第二理科室に近づくごとに、異様な威圧感が薄暗い廊下の空間を歪ませているような錯覚を感じる。おそらくこれは教員たちにはわからない、生徒だけの感覚なのだろう。

「京子、入るぞ」

そんな部屋のドアを京介さんは無造作に開け放った。暗幕が窓に下ろされた暗い室内で、短い髪をさらにヘアバンドで上げた女生徒が、煮沸されるフラスコを覗き込んでいた。

「あら、珍しいわね」
「一人か」

奥のテーブルへ向かう足が、一瞬止まる。この匂いは。

「おい、何を煮てる」
「ホムンクルス」

あっさり言い放つ間崎京子に、京介さんは眉をしかめる。

「血液と精液をまぜることで、人間を発生させようなんてどこのバカが言い出したのかしら」

間崎京子は唇だけで笑って、火を止めた。

「冗談よ」
「冗談なものか、この匂いは」

京介さんはテーブルの前に立ちはだかった。

「占い好きの連中に聞いた。おまえ、集めた血をどうしてるんだ」

今日目の前で倒れた女生徒は、左手の肘の裏に注射針の跡があった。静脈から血を抜いた痕跡だ。それも針の跡は一箇所ではなかった。とても占いとやらで必要な量とは思えない。

間崎京子は切れ長の目で京介さんを真正面から見つめた。お互い何も発しなかったが、張り詰めた空気のなか時間だけが経った。

やがて間崎京子が胸元のポケットから小さなガラス瓶を取り出し、首をかしげた。瓶は赤黒い色をしている。

「飲んでるだけよ」

思わず声を荒げかけた京介さんを制して、続けた。

「白い紙に落とすより、よほど多くのことがわかるわ。寝不足も、過食も、悩みも、恋人との仲だって」
「それが占いだって?」

肩を竦めて見せる間崎京子を睨み付けたまま、吐き捨てるように言った。

「好血症ってやつですか」

そこまで息を呑んで聞いていた俺だが、思わず口を挟んだ。京介さんはビールを空けながら首を横に振った。
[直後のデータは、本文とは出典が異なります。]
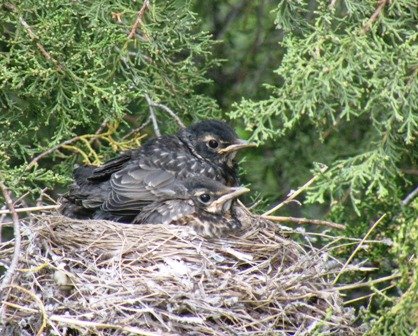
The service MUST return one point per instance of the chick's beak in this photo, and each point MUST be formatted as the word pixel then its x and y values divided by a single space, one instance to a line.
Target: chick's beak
pixel 239 144
pixel 233 193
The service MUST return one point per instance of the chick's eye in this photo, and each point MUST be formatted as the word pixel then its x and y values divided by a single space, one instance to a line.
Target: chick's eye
pixel 213 143
pixel 205 198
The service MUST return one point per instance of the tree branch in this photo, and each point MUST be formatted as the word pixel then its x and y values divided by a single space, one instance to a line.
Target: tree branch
pixel 357 248
pixel 171 113
pixel 35 38
pixel 138 20
pixel 8 276
pixel 30 209
pixel 294 194
pixel 379 9
pixel 304 221
pixel 410 196
pixel 152 115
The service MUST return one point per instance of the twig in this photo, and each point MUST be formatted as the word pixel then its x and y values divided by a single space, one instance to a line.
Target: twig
pixel 152 115
pixel 40 305
pixel 350 302
pixel 35 39
pixel 49 151
pixel 135 130
pixel 369 283
pixel 357 248
pixel 170 112
pixel 332 4
pixel 139 18
pixel 31 209
pixel 295 193
pixel 74 321
pixel 410 196
pixel 380 5
pixel 8 276
pixel 304 221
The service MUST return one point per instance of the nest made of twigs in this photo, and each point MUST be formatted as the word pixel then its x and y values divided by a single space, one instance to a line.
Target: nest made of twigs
pixel 104 278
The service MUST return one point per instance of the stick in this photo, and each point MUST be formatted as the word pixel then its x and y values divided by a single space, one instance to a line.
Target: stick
pixel 369 283
pixel 357 248
pixel 138 20
pixel 153 117
pixel 295 193
pixel 171 113
pixel 410 197
pixel 81 323
pixel 31 209
pixel 8 276
pixel 380 5
pixel 304 221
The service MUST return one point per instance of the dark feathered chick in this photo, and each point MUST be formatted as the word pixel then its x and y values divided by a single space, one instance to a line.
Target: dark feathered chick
pixel 200 202
pixel 138 177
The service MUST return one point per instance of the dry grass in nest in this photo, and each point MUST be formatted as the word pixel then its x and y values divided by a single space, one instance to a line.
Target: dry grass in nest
pixel 104 278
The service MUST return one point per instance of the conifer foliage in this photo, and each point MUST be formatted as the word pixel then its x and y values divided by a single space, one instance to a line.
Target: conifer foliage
pixel 68 67
pixel 80 80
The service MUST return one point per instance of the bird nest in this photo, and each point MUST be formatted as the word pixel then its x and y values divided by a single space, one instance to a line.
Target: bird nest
pixel 103 278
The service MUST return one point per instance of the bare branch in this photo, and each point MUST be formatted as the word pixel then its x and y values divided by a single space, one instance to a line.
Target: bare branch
pixel 139 18
pixel 152 115
pixel 357 248
pixel 171 113
pixel 369 283
pixel 304 221
pixel 380 5
pixel 51 150
pixel 7 279
pixel 294 194
pixel 30 209
pixel 410 196
pixel 35 39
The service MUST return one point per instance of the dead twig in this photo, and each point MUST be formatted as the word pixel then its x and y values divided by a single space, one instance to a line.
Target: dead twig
pixel 153 116
pixel 30 209
pixel 296 193
pixel 35 38
pixel 139 18
pixel 357 248
pixel 51 150
pixel 8 276
pixel 380 5
pixel 298 220
pixel 410 196
pixel 171 113
pixel 369 283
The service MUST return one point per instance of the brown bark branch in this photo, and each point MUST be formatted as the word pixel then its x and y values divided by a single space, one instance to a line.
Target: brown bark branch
pixel 8 276
pixel 379 9
pixel 298 220
pixel 138 21
pixel 35 39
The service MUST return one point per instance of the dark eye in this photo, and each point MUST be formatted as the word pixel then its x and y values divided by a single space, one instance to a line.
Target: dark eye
pixel 213 143
pixel 205 198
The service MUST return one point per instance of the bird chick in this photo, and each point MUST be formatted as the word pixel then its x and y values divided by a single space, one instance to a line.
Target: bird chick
pixel 132 180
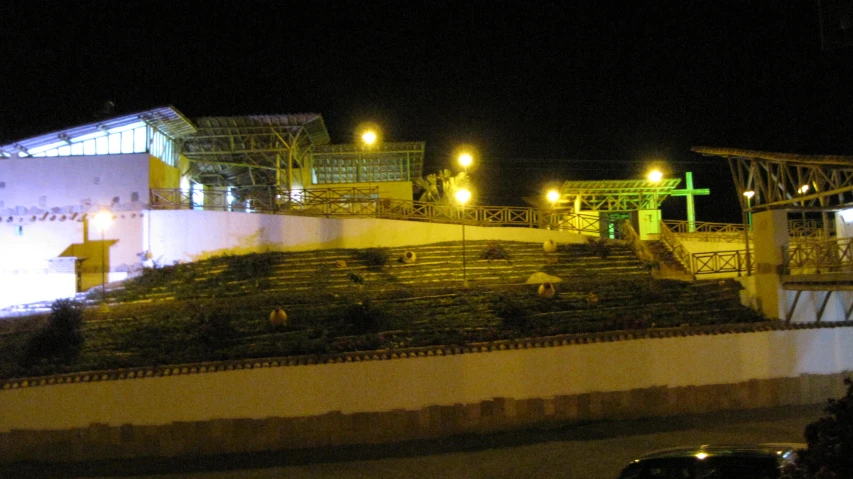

「いや、そんな上等なものじゃない。ノー・フェイトだ」

え? なんですか?と聞き返したが、今にして思うとその言葉は京介さんの口癖のようなもので、no fate 、つまり《運命ではない》という言葉を、京介さんなりの意味合いで使っていたようだ。それは《意思》と言い換えることができると思う。この場合で言うなら、間崎京子が血を飲むのは己の意思の体現だというのことだ。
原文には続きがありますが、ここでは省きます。